Need Help with an Essay? Visit a WA!

It’s a Tuesday evening, and I’m hurrying up the steps to McCabe Library. (I wish I could say that I’m hurtling up the steps, but let’s be real. That staircase cascade kills me every time. Why didn’t anyone tell me Swarthmore was such a hilly campus?)

I enter McCabe only slightly winded, or so I tell myself. After checking my watch, I heave a little sigh of relief — I’m on time to my appointment! Looking around the library, I spot my Writing Associate (WA) nestled into a fat armchair. He’s a senior here at Swat, and today he’ll be helping me edit an essay for my English class. I wave a hello and join him, sitting at an adjacent and equally squishy armchair.

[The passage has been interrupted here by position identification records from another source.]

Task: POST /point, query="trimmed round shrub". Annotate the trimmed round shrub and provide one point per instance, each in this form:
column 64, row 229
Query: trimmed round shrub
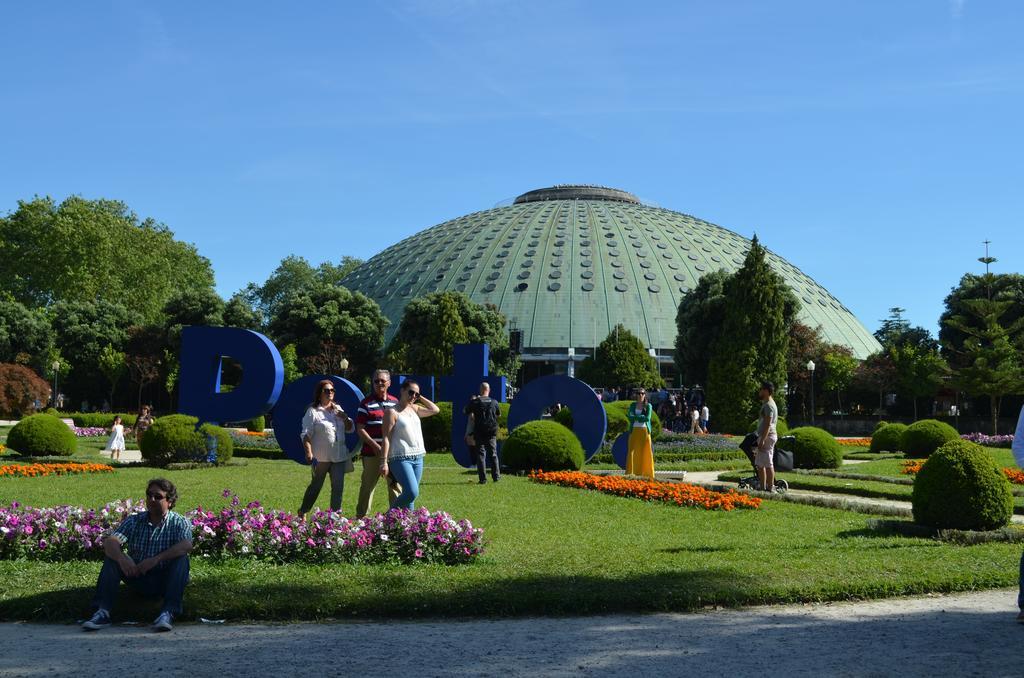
column 961, row 486
column 437, row 429
column 624, row 407
column 42, row 435
column 923, row 437
column 887, row 437
column 814, row 448
column 543, row 445
column 174, row 438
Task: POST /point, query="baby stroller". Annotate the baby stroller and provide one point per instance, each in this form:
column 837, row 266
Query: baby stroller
column 782, row 460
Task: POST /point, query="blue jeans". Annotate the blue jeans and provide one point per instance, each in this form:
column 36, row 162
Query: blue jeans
column 166, row 581
column 1020, row 593
column 408, row 471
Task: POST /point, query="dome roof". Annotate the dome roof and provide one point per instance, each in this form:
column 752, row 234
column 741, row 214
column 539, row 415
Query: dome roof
column 567, row 263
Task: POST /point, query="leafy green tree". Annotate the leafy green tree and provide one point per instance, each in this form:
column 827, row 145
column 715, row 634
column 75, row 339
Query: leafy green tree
column 840, row 366
column 82, row 330
column 621, row 359
column 482, row 324
column 112, row 364
column 754, row 343
column 988, row 361
column 323, row 312
column 94, row 250
column 292, row 276
column 239, row 312
column 698, row 325
column 919, row 371
column 291, row 362
column 24, row 333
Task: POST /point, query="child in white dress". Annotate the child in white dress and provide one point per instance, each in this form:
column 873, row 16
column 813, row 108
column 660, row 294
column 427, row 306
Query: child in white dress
column 116, row 443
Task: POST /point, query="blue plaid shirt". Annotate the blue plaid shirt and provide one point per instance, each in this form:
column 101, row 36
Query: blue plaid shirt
column 144, row 541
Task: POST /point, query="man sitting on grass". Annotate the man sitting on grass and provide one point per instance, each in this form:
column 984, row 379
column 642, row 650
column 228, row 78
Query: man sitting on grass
column 157, row 562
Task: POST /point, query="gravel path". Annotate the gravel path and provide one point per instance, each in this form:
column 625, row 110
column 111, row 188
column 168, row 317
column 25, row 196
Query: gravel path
column 964, row 634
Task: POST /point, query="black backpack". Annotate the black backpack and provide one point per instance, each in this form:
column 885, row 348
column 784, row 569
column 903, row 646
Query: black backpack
column 485, row 417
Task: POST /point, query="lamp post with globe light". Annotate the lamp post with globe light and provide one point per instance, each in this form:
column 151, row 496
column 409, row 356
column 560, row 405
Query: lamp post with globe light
column 810, row 368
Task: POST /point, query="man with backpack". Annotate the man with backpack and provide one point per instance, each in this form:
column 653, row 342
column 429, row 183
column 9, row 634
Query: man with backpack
column 483, row 411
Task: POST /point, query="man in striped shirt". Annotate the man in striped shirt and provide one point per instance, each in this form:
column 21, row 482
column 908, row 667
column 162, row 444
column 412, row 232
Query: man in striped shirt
column 158, row 543
column 369, row 421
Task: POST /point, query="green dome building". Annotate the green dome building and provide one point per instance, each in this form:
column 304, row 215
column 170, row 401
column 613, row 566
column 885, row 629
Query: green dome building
column 567, row 263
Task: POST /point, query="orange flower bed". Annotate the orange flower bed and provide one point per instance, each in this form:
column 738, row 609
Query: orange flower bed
column 1014, row 475
column 39, row 470
column 911, row 466
column 670, row 493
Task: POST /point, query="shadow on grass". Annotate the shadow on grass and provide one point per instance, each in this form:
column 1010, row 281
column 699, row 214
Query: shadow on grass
column 321, row 593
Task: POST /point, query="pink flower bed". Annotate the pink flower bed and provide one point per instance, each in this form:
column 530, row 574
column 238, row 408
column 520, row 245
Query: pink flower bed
column 69, row 533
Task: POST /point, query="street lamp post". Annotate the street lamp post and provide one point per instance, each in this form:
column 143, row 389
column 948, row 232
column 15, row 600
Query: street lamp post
column 56, row 371
column 810, row 368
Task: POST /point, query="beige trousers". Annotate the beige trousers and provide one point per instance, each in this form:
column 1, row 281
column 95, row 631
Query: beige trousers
column 371, row 474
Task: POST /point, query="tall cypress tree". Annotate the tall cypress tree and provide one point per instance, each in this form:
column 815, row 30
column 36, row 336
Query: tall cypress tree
column 754, row 343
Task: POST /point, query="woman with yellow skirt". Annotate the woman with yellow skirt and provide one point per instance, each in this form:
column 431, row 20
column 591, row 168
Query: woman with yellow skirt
column 640, row 459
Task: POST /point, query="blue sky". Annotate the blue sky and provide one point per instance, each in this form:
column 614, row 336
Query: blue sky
column 873, row 144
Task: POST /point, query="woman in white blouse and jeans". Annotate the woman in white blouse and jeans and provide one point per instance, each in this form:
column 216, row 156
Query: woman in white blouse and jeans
column 324, row 428
column 402, row 449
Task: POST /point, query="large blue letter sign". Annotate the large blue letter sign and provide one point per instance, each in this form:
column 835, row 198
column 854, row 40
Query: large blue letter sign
column 590, row 422
column 296, row 399
column 202, row 351
column 471, row 370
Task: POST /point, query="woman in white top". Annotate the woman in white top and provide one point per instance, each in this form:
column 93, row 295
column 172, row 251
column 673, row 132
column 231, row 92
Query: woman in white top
column 324, row 428
column 116, row 443
column 402, row 449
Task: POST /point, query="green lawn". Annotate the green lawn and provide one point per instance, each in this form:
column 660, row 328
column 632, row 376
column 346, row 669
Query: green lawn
column 551, row 551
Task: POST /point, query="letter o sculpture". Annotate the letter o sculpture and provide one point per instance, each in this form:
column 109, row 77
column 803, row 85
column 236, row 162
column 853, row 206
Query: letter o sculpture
column 589, row 419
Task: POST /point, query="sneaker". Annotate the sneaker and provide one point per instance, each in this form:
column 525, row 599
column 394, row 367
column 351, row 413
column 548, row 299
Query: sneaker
column 100, row 620
column 163, row 622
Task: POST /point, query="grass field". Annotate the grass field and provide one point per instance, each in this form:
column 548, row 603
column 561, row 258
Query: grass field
column 551, row 551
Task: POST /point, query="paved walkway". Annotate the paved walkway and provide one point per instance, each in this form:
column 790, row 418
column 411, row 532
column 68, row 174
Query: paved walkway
column 966, row 634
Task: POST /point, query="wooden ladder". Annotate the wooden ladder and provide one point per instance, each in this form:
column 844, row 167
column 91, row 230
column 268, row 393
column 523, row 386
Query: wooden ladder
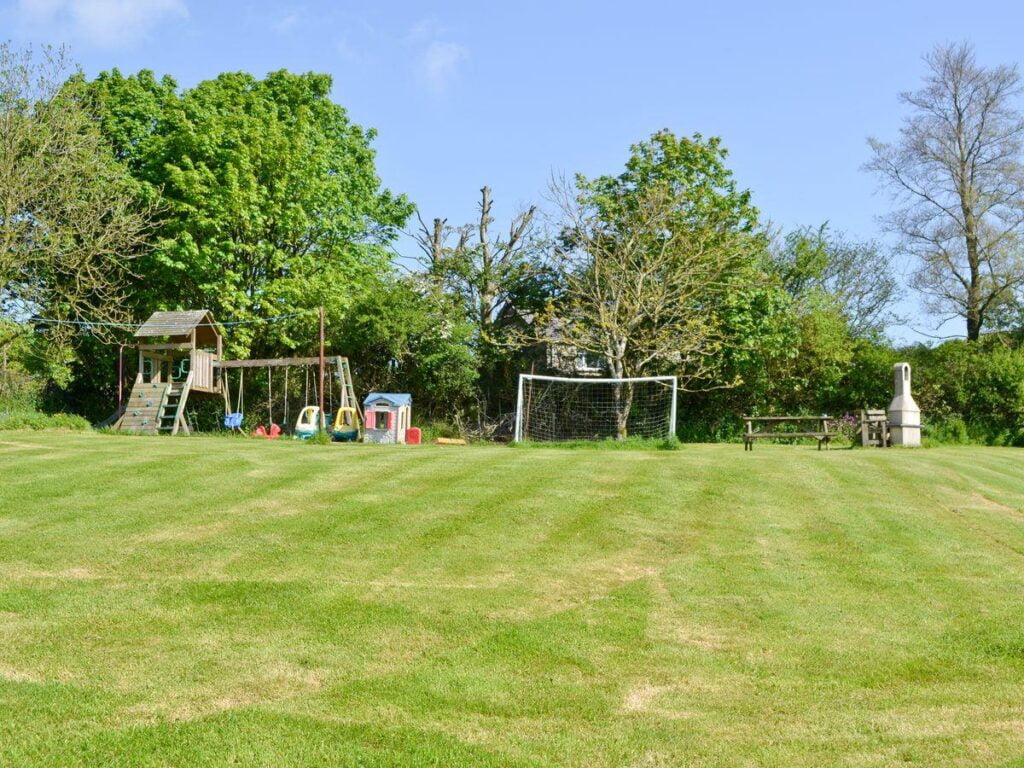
column 142, row 410
column 172, row 410
column 348, row 391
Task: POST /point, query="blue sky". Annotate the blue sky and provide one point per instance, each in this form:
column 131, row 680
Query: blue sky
column 467, row 93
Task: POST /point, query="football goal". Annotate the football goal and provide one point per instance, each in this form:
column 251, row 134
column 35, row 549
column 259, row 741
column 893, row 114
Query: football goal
column 555, row 408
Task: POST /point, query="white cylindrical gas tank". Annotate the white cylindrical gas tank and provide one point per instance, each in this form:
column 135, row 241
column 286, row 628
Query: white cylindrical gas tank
column 904, row 416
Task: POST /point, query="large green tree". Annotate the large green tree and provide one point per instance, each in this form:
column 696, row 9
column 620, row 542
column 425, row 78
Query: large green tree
column 70, row 222
column 271, row 203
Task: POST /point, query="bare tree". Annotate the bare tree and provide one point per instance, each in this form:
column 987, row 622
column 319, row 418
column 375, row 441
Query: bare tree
column 857, row 275
column 638, row 291
column 956, row 172
column 489, row 272
column 69, row 223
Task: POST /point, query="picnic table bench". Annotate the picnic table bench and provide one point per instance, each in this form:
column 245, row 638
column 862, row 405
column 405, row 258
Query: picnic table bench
column 875, row 428
column 767, row 428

After a few moments of chitchat, my WA and I start to pore over my essay draft together. The class I’ve written it for is called Grendel’s Workshop (ENGL 009R); basically, we examine ancient tales and contemporary riffs on those tales, then write analytical essays and our own creative re-imaginings. Grendel’s Workshop, like many other writing-intensive courses at Swarthmore, partners with WAs to support enrolled students as they work on papers for the class.

Today, my WA and I are discussing the first paper of the semester; we’ve already held a mini-workshop in class with my professor and fellow students, but now it’s time for a one-on-one meeting to focus on finer details. The essay prompt: write five to seven pages about modern-day Cinderella and Little Red Riding Hood retellings, on any topic of your choosing.

My draft: a hot mess.

See, back in high school, I’d only ever been assigned one-hour AP-style essays. And so this draft, the one I’m currently discussing with my WA, isn’t just the first essay I’ve ever written at college — it’s also the first real paper I’ve ever written, period. That lack of experience is painfully clear in my draft.

Run-on sentences. Splintered logic. And, most unforgivably, a huge gaping void where my thesis should be.

Yet my WA is incredibly supportive and encouraging through our entire conference together: he shows me how to splice and tauten a few sentences, listens to me ramble about my extremely convoluted central argument, and helps me hammer out the logic until slowly a clear thesis starts to coalesce.

By the end of our session, I’m by no means done with my essay, but I now have a much better idea of what I’m doing. As an alumna of a STEM magnet high school, I’d been a bit worried before coming to college about my ability to handle humanities subjects at Swarthmore-level rigor. But now I see that at Swarthmore, academic support isn’t merely existent; it’s actually surprisingly easy to access.

After I turn in my final — and dramatically transformed — draft, my professor writes to me, “It’s something of a small miracle how far you’ve come in this one exercise! Keep it up!”